The films are at once sweeping and intimate, offering portrayals of family upheavals and vast narratives that set characters against the sins of transgression and tumult of change, including Hungary’s entry, “Son of Saul”, directed by Laszlo Nemes, which unfolds through the eyes of a Jewish slave laborer who herds fellow Jews to their deaths at the Auschwitz-Birkenau concentration camp. The movie recently won the Golden Globe for best foreign film.
“Embrace of the Serpent, ” from Colombian director Ciro Guerra, reveals in startling black-and-white cinematography the majesty of the land and the degradation – moral and otherwise – colonialism wrought on the indigenous tribes of the Amazon. “A War, ” by Danish director Tobias Lindholm, traces his nation’s involvement in the Afghan conflict through the ordeal of a commander charged with war crimes.
War is also the backdrop in “Theeb, ” directed by Jordanian filmmaker Naji Abu Nowar, which tracks a Bedouin boy’s adventure against the dying days of the Ottoman Empire. “Mustang, ” the French entry by Deniz Gamze Ergüven, is the story of five exuberant sisters challenging the traditions of Turkish village life in a patriarchal society.
In a recent interview at the Palm Springs International Film Festival, Ergüven, who has been criticized by some Turkish conservatives, said she chose the name “Mustang” to connote the image of freedom.

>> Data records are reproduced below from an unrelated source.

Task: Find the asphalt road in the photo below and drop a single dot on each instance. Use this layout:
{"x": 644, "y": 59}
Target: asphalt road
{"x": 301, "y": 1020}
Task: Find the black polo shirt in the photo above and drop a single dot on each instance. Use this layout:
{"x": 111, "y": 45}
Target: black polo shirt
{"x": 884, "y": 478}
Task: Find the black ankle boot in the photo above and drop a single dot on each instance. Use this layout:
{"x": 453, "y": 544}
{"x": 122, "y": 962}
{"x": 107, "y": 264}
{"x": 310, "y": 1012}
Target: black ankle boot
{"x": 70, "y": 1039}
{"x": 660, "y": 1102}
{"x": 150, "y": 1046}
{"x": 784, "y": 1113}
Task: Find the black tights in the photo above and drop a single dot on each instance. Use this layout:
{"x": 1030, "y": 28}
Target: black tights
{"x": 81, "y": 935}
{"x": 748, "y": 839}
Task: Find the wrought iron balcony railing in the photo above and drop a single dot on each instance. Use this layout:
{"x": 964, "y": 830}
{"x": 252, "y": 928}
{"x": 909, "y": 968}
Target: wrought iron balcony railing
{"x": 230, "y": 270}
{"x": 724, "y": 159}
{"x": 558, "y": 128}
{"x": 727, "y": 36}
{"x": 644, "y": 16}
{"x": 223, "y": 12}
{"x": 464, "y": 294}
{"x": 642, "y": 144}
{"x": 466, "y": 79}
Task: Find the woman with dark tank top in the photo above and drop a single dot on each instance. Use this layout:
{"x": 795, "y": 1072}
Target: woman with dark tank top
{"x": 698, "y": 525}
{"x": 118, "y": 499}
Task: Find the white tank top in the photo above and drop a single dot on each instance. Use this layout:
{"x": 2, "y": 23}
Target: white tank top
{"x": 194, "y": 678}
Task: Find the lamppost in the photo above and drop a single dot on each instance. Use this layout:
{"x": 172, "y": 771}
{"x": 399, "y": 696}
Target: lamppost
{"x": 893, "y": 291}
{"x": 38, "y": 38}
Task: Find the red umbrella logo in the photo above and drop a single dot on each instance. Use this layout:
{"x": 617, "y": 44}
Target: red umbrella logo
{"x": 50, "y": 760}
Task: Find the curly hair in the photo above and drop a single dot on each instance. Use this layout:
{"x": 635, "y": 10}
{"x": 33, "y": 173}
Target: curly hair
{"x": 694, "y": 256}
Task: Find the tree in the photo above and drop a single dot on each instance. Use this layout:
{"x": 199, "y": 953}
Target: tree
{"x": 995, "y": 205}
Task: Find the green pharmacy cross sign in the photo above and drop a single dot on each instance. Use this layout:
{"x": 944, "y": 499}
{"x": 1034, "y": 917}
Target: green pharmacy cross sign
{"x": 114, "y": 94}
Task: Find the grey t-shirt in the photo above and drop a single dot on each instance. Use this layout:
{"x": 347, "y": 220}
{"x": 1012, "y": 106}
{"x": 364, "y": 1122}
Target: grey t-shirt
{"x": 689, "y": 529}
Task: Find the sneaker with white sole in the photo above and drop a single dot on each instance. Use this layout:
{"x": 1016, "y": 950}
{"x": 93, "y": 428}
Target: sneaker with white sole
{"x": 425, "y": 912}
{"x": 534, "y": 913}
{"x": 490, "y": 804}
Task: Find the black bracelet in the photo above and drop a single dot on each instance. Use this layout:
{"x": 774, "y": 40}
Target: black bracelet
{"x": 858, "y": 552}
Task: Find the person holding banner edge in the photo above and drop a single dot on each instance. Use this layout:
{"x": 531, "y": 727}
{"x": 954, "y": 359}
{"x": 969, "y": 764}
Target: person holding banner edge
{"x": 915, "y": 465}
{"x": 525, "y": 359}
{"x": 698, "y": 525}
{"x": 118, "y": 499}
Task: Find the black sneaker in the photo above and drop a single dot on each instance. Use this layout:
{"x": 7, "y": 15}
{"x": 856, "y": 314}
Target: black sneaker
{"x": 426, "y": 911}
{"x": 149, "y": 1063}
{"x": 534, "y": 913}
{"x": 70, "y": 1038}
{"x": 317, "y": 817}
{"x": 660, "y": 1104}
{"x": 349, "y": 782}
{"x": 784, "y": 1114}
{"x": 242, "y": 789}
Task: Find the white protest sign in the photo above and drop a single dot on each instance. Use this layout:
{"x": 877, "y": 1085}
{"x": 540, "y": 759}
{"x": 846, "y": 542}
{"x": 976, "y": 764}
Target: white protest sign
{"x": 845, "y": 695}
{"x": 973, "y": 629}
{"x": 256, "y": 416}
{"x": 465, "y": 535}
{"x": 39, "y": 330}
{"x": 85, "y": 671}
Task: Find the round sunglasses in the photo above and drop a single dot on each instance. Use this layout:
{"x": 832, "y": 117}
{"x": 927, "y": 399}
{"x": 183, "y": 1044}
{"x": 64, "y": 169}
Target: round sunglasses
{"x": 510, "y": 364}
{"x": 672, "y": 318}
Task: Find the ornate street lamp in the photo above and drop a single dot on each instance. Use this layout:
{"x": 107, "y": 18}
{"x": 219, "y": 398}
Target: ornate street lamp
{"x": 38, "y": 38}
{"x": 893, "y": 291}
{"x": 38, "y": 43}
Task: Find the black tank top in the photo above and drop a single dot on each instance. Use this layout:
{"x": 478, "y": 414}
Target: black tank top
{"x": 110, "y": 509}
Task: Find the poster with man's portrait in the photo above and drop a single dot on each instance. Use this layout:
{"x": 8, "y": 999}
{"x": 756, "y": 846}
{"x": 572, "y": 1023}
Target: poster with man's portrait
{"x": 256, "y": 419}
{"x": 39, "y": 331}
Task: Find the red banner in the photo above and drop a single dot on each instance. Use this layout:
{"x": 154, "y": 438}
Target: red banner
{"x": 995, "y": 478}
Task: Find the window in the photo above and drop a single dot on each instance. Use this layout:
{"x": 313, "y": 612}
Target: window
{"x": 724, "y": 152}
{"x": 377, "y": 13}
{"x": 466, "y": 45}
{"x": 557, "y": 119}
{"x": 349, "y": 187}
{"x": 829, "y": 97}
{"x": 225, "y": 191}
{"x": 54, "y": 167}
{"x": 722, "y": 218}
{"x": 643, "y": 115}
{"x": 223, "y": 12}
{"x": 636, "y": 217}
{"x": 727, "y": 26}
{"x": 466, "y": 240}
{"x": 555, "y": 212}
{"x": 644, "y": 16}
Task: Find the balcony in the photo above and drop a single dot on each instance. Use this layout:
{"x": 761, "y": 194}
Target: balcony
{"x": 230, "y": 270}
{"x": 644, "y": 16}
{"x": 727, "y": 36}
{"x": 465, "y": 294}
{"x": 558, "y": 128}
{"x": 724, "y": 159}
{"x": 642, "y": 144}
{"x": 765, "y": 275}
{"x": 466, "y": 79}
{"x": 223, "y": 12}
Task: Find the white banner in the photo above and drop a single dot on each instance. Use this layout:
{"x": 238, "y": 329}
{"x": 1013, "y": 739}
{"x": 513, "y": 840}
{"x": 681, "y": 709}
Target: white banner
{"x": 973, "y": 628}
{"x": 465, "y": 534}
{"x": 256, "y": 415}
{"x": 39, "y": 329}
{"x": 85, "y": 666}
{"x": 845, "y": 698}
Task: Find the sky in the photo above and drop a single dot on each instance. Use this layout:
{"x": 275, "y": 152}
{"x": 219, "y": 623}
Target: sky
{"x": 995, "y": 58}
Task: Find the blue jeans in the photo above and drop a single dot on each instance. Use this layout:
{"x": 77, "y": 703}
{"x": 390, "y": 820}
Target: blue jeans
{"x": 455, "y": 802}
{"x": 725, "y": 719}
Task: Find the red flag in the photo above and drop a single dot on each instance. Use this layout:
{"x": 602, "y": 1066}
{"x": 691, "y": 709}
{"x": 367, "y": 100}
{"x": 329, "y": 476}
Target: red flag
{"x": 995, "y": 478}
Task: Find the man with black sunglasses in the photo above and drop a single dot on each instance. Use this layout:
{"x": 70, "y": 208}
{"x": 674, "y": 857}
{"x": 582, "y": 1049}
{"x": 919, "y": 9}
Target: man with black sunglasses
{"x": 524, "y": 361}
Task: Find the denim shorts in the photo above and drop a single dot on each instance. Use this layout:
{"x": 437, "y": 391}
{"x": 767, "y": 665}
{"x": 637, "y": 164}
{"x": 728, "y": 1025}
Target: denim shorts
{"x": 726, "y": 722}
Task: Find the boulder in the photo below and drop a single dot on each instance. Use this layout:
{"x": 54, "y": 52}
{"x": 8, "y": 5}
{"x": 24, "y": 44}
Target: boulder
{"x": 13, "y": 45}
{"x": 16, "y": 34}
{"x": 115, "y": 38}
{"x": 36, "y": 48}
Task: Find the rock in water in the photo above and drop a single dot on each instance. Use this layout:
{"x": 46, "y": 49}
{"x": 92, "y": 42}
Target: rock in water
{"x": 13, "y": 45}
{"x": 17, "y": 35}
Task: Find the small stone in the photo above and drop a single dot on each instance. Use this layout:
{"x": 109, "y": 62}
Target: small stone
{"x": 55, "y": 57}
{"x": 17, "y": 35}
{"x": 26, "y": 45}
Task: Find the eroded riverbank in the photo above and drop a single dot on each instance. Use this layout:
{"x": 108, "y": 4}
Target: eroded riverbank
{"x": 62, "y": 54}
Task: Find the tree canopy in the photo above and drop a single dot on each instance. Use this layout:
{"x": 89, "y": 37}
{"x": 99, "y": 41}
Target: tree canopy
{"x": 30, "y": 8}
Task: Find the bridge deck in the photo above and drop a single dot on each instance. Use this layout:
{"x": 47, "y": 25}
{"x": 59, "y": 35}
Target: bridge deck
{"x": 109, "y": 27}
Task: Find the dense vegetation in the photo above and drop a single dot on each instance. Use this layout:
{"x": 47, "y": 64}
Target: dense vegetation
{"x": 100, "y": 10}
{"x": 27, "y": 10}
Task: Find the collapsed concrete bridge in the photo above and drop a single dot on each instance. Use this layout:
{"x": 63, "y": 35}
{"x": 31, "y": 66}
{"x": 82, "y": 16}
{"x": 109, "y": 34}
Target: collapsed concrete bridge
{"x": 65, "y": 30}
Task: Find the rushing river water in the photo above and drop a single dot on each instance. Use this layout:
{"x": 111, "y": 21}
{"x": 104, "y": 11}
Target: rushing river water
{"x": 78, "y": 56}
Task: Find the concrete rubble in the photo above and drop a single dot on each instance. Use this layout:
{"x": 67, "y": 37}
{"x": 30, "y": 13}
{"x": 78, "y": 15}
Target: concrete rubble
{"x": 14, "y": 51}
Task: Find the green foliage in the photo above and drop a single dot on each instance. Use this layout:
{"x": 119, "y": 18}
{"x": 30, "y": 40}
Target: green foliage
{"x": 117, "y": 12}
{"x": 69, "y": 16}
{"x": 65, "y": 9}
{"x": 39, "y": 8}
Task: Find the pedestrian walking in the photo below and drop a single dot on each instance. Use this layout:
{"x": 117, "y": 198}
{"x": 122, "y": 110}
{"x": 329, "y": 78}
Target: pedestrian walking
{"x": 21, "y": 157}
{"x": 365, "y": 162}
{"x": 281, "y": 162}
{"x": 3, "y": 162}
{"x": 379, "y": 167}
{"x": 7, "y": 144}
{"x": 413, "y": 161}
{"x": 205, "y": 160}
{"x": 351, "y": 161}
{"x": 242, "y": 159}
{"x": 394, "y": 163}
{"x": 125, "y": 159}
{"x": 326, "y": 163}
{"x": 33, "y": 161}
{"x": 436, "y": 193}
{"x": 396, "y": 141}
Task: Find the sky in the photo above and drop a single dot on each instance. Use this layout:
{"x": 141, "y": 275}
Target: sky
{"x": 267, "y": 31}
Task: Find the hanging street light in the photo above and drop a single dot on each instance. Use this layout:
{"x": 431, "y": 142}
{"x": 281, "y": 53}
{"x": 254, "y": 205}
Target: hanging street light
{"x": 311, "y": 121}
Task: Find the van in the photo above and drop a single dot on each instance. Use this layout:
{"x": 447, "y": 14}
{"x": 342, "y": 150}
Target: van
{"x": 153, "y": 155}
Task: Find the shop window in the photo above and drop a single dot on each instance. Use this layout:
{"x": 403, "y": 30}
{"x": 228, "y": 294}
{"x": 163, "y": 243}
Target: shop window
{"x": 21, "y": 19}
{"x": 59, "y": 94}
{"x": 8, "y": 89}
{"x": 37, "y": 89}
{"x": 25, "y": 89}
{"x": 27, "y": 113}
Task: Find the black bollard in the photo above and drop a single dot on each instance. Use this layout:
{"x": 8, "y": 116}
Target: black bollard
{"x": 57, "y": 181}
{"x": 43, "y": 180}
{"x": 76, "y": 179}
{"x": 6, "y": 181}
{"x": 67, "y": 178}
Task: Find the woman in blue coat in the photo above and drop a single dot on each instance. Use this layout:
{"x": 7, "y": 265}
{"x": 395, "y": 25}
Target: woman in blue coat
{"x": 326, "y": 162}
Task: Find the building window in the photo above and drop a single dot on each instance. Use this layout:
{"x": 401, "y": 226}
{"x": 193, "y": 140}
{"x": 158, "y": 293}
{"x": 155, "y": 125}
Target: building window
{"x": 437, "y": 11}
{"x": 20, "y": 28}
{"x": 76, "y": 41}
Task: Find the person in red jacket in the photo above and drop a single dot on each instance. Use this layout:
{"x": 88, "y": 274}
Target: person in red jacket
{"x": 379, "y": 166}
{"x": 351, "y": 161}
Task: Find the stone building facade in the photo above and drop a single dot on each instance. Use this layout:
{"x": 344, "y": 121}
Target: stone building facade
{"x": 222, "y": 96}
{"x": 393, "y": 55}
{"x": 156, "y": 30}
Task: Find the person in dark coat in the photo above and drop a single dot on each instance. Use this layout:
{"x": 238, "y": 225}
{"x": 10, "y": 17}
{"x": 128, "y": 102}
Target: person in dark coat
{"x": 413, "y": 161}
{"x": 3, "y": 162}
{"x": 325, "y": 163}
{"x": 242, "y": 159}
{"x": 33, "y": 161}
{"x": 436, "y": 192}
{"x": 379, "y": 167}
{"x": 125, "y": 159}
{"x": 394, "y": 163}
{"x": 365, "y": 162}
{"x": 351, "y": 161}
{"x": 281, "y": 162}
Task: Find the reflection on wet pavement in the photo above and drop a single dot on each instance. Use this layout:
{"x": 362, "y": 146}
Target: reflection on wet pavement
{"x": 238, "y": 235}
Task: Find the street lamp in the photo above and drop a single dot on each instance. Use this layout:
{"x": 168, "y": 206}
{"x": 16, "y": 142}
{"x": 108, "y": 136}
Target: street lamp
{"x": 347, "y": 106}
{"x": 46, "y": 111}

“I wanted one word which would encapsulate the spirit of the girls — which was untamable, wild, free. There is a strength, there is the visual rhyme of their hair, when they’re running around the village, they’re like little wild horses. I looked for different names of wild horses around the world, and this one generated the most in terms of imagery. Then we made the word ours. Now when I see a little girl running freely, I think ‘mustang.’"
Tobais said his film — like the others nominated — was about individuals and societies coming to terms with larger, inexorable forces.
“Denmark jumped right into the war with the U.S. and Britain. It came as a shock to everybody. We had no idea what it was to go to war, ” he said. “What we knew was the pain we felt after 9/11, an attack on the free world. We had to do something.”
He added: “But now in Denmark — and this film’s part of it — we’re going through a small-scale Vietnam phase trying to understand what we have been part of. Who are these [soldiers] we now have to bring back into society and understand again. How do we justify what we’ve done? Helmand in Afghanistan [where the Danish soldiers fought] has fallen back to the Taliban. It seems right now that nothing helped, but all these people have died.”